Я боялась открыть рот.
– Вы знаете, как происходит во сне: ты вдруг переносишься из одного места в другое, а сон продолжает идти своим чередом, только совершенно в другом обрамлении?
Констанция открыла глаза и посмотрела на меня. Но видела она совсем не меня, а Монику.
– Да, – ответила я. – Мне это знакомо.
– «Логика сновидений», – провозгласила старушка. – Ведь это так называется?
Я кивнула.
– Я слишком часто вижу во сне свою комнату. Умей я управлять снами, в них никогда бы не попадала эта каморка, на мой взгляд, это чистой воды транжирство. Кто знает, сколько еще сновидений выпадет на мою жизнь. Если б мне предоставили выбор, я бы летала на вертолете или гуляла с мужем по пляжу, или же играла с сыном, как в давние времена, когда он был еще маленьким.
Она опять замолчала.
Я вела машину по городу и время от времени плотно закрывала глаза, досадуя, что не захватила с собой темные очки, – солнце стояло низко и нещадно слепило, и требовалась предельная концентрация, чтобы не проглядеть велосипедистов. Я ломала голову, размышляя над тем, как добиться от Констанции разъяснений, ведь совсем недавно та утверждала, будто ее сына убила я. Неужели она всерьез так думает.
– Вы видели во сне невестку? – спросила я осторожно.
Констанция засопела.
– И что же, интересно, вам приснилось?
Мать Филиппа не отвечала.
– Констанция?
Ответа не последовало.
Покорившись судьбе, я проехала последние несколько километров до дома престарелых и проводила старушку внутрь.
Едва мы ступили в парадный вестибюль, который после многократных попыток с помощью цветов и мягких красок придать ему немного уюта производил еще более гнетущее впечатление, навстречу нам уже заспешила госпожа Кавацки.
– Госпожа Петерсен!
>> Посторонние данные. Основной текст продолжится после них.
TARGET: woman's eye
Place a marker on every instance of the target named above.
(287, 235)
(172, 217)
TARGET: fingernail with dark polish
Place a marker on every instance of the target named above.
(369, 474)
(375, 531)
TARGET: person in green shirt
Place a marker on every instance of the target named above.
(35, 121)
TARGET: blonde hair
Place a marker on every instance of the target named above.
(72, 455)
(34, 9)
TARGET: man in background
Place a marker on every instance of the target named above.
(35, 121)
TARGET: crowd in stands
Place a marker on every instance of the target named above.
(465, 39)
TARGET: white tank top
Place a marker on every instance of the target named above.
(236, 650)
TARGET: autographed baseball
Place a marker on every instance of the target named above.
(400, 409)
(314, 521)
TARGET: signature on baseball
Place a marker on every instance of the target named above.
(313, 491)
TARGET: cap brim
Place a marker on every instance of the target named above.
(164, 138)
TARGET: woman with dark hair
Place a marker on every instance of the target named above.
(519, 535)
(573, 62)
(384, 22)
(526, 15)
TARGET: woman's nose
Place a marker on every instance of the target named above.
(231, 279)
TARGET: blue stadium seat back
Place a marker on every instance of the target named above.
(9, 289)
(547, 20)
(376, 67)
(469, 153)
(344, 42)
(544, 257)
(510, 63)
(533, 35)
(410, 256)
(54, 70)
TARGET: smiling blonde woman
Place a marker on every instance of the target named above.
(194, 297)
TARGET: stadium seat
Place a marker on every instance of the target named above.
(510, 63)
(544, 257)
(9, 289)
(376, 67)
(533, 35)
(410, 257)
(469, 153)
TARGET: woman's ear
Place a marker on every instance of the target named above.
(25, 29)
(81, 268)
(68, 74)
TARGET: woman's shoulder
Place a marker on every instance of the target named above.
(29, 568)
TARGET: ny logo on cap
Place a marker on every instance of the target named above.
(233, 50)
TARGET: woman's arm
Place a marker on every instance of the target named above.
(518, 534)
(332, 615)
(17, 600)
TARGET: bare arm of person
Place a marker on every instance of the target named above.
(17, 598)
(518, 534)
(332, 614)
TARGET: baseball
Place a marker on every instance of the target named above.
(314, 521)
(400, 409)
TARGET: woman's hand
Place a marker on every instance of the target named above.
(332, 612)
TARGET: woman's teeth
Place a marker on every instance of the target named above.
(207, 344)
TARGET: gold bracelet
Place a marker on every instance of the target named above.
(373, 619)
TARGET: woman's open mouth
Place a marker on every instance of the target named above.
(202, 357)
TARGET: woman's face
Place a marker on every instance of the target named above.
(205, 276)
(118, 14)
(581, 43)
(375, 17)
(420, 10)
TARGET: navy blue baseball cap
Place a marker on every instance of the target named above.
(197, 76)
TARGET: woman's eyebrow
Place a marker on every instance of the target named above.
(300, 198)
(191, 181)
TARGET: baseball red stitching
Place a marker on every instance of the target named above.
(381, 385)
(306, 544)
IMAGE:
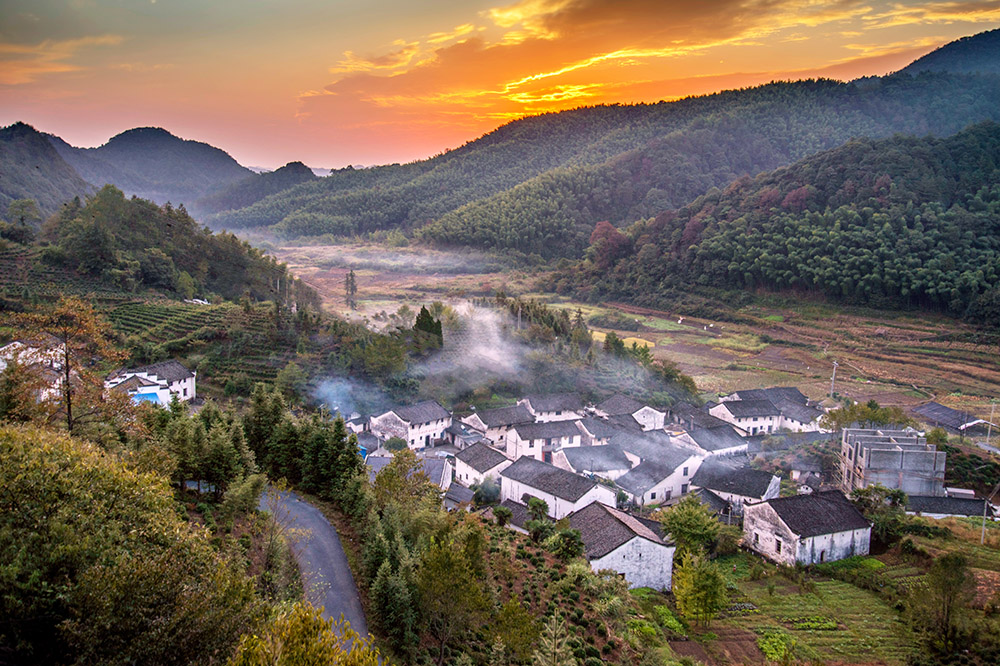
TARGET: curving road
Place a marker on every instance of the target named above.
(326, 575)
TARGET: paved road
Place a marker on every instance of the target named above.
(325, 572)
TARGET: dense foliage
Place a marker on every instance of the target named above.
(538, 185)
(899, 221)
(32, 169)
(152, 163)
(135, 242)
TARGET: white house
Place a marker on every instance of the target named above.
(737, 484)
(613, 539)
(608, 462)
(420, 425)
(621, 405)
(171, 375)
(806, 529)
(478, 462)
(496, 423)
(563, 491)
(554, 406)
(540, 440)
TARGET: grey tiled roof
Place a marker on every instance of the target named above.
(505, 416)
(480, 457)
(604, 529)
(549, 430)
(818, 513)
(171, 371)
(422, 412)
(619, 404)
(724, 477)
(555, 402)
(548, 478)
(951, 506)
(742, 409)
(596, 458)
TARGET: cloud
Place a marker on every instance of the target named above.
(26, 63)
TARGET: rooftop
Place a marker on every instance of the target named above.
(548, 478)
(604, 529)
(818, 513)
(481, 457)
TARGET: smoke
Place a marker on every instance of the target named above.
(352, 396)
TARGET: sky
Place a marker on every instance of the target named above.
(332, 82)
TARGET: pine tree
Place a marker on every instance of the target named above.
(553, 646)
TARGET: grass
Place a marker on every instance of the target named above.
(868, 629)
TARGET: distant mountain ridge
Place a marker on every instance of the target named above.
(30, 168)
(152, 163)
(976, 54)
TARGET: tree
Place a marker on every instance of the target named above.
(884, 507)
(300, 636)
(74, 341)
(692, 526)
(351, 290)
(700, 588)
(939, 605)
(553, 646)
(452, 600)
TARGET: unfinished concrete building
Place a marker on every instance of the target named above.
(893, 458)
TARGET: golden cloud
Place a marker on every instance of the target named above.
(26, 63)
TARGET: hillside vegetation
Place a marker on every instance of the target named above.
(896, 222)
(152, 163)
(32, 169)
(552, 177)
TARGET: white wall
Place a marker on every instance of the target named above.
(642, 562)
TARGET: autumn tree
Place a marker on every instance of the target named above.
(73, 340)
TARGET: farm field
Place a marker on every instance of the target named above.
(896, 358)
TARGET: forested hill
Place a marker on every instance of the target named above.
(253, 188)
(978, 53)
(152, 163)
(540, 184)
(894, 222)
(134, 243)
(30, 168)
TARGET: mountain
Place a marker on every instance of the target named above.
(895, 222)
(539, 185)
(974, 54)
(253, 188)
(30, 168)
(152, 163)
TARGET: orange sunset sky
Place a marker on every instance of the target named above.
(333, 83)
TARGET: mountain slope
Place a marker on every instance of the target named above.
(974, 54)
(894, 222)
(30, 168)
(253, 188)
(152, 163)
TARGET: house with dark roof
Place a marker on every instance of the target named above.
(608, 462)
(664, 472)
(419, 425)
(540, 440)
(496, 423)
(171, 375)
(563, 491)
(648, 417)
(554, 406)
(946, 507)
(613, 539)
(736, 483)
(765, 411)
(478, 462)
(806, 529)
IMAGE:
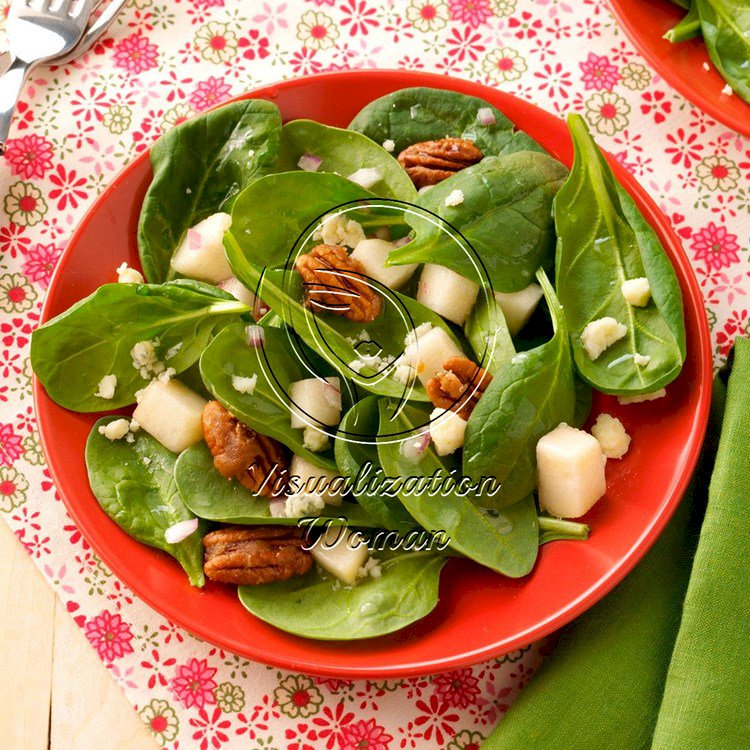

Вот вы и вернулись.
Опытными движениями она усадила Констанцию в инвалидное кресло. Та терпеливо все снесла, не протестуя, и под эскортом Кавацки мы направились в комнату Констанции. Похоже, сестре не терпелось услышать захватывающие новости о Филиппе. Завозя кресло в лифт, она болтала о гнетущей жаре и о том, что подадут на ужин.